-
Notifications
You must be signed in to change notification settings - Fork 13
Description
Motivation
A frequent request for scala/scala PRs (particularly collections changes) is that the changes be benchmarked; however, many obstacles exist for contributors running benchmarks on their personal computers, to the extent that many or perhaps most results would generously be classified as "questionable".
Background
The following are some common causes of performance/timing variance, and whether a particular type of machine avoids it.

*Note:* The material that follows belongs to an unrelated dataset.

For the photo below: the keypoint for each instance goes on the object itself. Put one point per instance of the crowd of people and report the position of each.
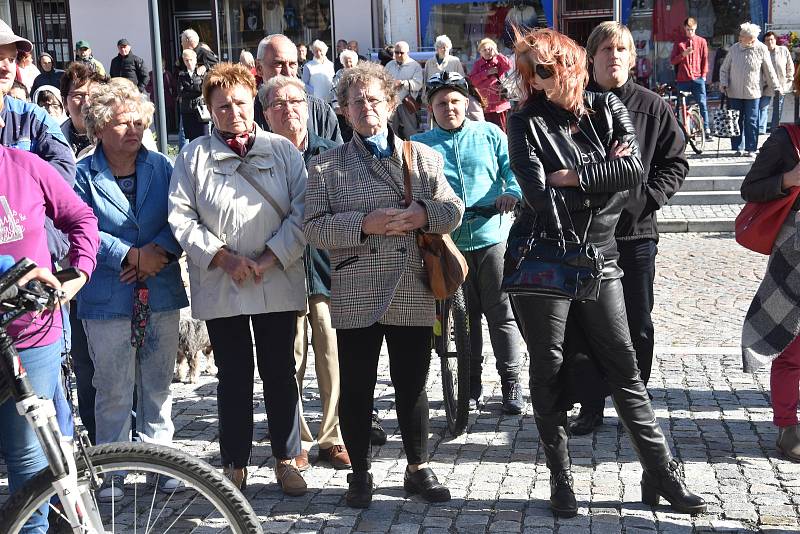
(296, 198)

| Laptop | Overclocked Desktop | Normally-clocked Desktop | |
|---|---|---|---|
| Boost clock speed change | ❌1 | ❌ | ✔ |
| Thermal throttling | ❌ | ❌ | ❓2 |
| Background tasks | ❌ | ❌ | ❌ |
1 While theoretically possible to turn off overclocking/boost-clocking on a laptop, the CPU may clock down due to even brief changes in battery/power state as well.
2 A normally-clocked desktop with good ventilation and cooling shouldn't thermally throttle, but neither of those is a guarantee in a person's home (sometimes cats sit on computers, for example).
The only type of machine that avoids any of these issues is a normally-clocked desktop, and not everyone has one of those (many of us only have laptops).
Additionally, all personal computers suffer from the problem that there are almost certainly background tasks (if not foreground tasks) running on them at all times. Benchmarks can take a long time to run, and even if someone can manage to not use their computer for an hour or two while benchmarks run, they probably don't want to have to close their web browser, 3+ chat applications (that are all electron, so basically also web browsers), and half a dozen other running programs and services. If they can't spare potentially multiple hours of their computer being tied up, it's even worse, with foreground tasks taking arbitrary and inconsistent CPU time.
Ideal Setup
To have benchmarking be reliable, it should be done on a dedicated machine running nothing else, and where cron/scheduled jobs are never running while a benchmark is running.
How do we reliably benchmark library changes?